The Stone Town is the product of at least three centuries of continuous settlement, but it was only from 1830 that Zanzibar took on a wholly urban character and that stone buildings were built in significant numbers. Until that time, the majority of houses were made of mud and wattle, and roofed with palm leaf thatch. Very few large-scale structures could be distinguished, besides the Fort and a few small mosques.
At the beginning of the nineteenth century, the town occupied only the north-eastern portion of the peninsula, extending from Shangani Point toward the creek's narrowest crossing at Darajani. After the Omani Sultan's permanent move to the island in 1832, the Stone Town quickly expanded during the middle of the century, filling in the areas of upper Sokomuhogo, Forodhani, Kajificheni, and Kiponda. The Omanis erected palaces and residences along and behind the sea front, and tradesmen from the Indian sub-continent built up the bazaar streets with shop-front houses, and sea-faring merchants built houses, sheds, and warehouses near the waterfront. After 1850, stone buildings spread further and began to extend north into Malindi, south into the lower portion of Sokomuhogo, and east to Mkunazini, areas which up to this time had been mostly occupied by mud buildings. As contact with western trading markets increased, particularly once the Suez Canal opened in 1869, and later with the establishment of the British administration in 1890, specialised structures - larger civic buildings in particular - began to appear. The building up of the Stone Town was more or less completed and the present limits defined by the first quarter of the twentieth century: the new port area to the north had been reclaimed, the area south of Shangani built up, the European garden suburb of Vuga laid out, and the programme to fill the creek bordering the peninsula to the east gradually put into effect.
Thus, within the relatively short span of one hundred and fifty years, the confluence of several distinct cultures and the island's intense cosmopolitan development produced the rich and diverse architectural heritage we see today. In some cases, the diversity of the original imports is still evident in different sections of town; in others, the borrowing and adaptation of forms from other contexts produced a cross-fertilisation of different building traditions. In yet other cases, buildings were gradually transformed over time as newcomers adapted existing structures to their tastes and preferences, thus determining a further hybridisation of forms. This variety produced the diverse spaces and surprising contrasts of the Zanzibar townscape, where pedestrians move from the imposing row of sea front structures to the crowded and lively atmosphere of the Indian bazaars, and the quiet, intimate spaces of the narrower residential streets. Thus, although the different forms and building types and their origins - African, Arab, Indian, or European - can be recognised, it is the synthesis of these cultures and influences that creates Zanzibar's unique urban and architectural environment.
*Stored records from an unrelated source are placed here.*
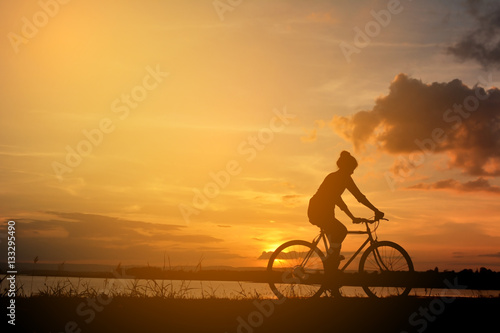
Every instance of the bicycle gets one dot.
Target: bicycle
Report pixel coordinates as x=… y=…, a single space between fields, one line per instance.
x=296 y=269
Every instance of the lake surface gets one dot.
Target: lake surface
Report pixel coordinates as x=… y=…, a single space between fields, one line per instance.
x=189 y=289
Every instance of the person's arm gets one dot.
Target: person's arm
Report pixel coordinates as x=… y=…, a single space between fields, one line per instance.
x=351 y=186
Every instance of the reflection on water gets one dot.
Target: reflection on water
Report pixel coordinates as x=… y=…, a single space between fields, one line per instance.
x=189 y=289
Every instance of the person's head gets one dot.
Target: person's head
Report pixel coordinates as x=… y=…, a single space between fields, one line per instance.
x=347 y=162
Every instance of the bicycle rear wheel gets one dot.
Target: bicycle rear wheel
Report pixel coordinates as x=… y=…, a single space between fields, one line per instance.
x=296 y=270
x=386 y=268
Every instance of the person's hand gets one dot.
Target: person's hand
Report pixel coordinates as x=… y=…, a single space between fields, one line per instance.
x=378 y=215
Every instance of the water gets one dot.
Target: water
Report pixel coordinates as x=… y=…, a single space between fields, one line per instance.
x=190 y=289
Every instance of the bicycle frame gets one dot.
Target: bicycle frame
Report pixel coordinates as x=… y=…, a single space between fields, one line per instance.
x=369 y=240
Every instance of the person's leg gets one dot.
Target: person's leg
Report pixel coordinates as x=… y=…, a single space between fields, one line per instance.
x=336 y=232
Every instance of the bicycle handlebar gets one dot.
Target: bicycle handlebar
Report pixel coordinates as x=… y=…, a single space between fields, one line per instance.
x=362 y=220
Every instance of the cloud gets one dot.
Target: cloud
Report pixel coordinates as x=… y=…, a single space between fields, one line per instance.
x=493 y=255
x=292 y=200
x=450 y=117
x=479 y=184
x=482 y=44
x=76 y=236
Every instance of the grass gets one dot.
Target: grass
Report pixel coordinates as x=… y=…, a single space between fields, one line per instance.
x=132 y=288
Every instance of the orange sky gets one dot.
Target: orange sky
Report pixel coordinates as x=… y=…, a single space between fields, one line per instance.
x=116 y=116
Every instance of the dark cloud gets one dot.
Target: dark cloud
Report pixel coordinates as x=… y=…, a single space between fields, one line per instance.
x=451 y=118
x=482 y=44
x=479 y=184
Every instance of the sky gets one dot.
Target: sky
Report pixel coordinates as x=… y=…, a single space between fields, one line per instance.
x=197 y=131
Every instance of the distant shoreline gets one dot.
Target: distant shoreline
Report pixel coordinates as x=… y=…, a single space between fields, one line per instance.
x=482 y=279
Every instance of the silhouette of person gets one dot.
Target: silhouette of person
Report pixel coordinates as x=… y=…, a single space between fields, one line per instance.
x=321 y=210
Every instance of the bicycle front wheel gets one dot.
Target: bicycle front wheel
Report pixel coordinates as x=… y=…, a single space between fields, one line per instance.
x=386 y=270
x=296 y=270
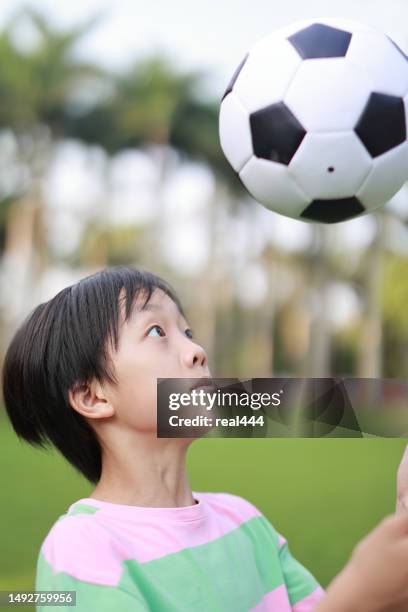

Bianca, Stefano & Francesco Siravo. Zanzibar: A Plan for the Historic Stone Town. Geneva: The Aga Khan Trust for Culture, 1996.
This publication includes the documentation and proposals prepared for the Conservation Plan. It begins with a review of Zanzibar's urban development and the character of its architecture, then surveys the Stone Town's present condition and looks at the pressures threatening its historic fabric. It ends with a presentation of the plan itself; including land use policies, protective measures, and a series of programs and proposals to improve the town's infrastructure and principal open areas.
The Old Dispensary in Zanzibar was the second major historic building restored by the Aga Khan Trust for Culture. The project has since been expanded to the restoration of other landmark buildings and several modest dwellings and caravanserais in the Zanzibar's Stone Town, which has been declared a UNESCO World Heritage Site.
In this book an argument is put forth suggesting that growth and new development are not incompatible with the preservation of the Stone Town's old buildings and spaces. On the contrary, they can contribute to protecting the cultural heritage, while improving standards of living and promoting economic activity in Zanzibar's central area. The Conservation Plan provides a framework needed to encourage appropriate development, and foster a living and working environment in the Stone Town that is both attuned to today's requirements and in line with Zanzibar's traditional urban character.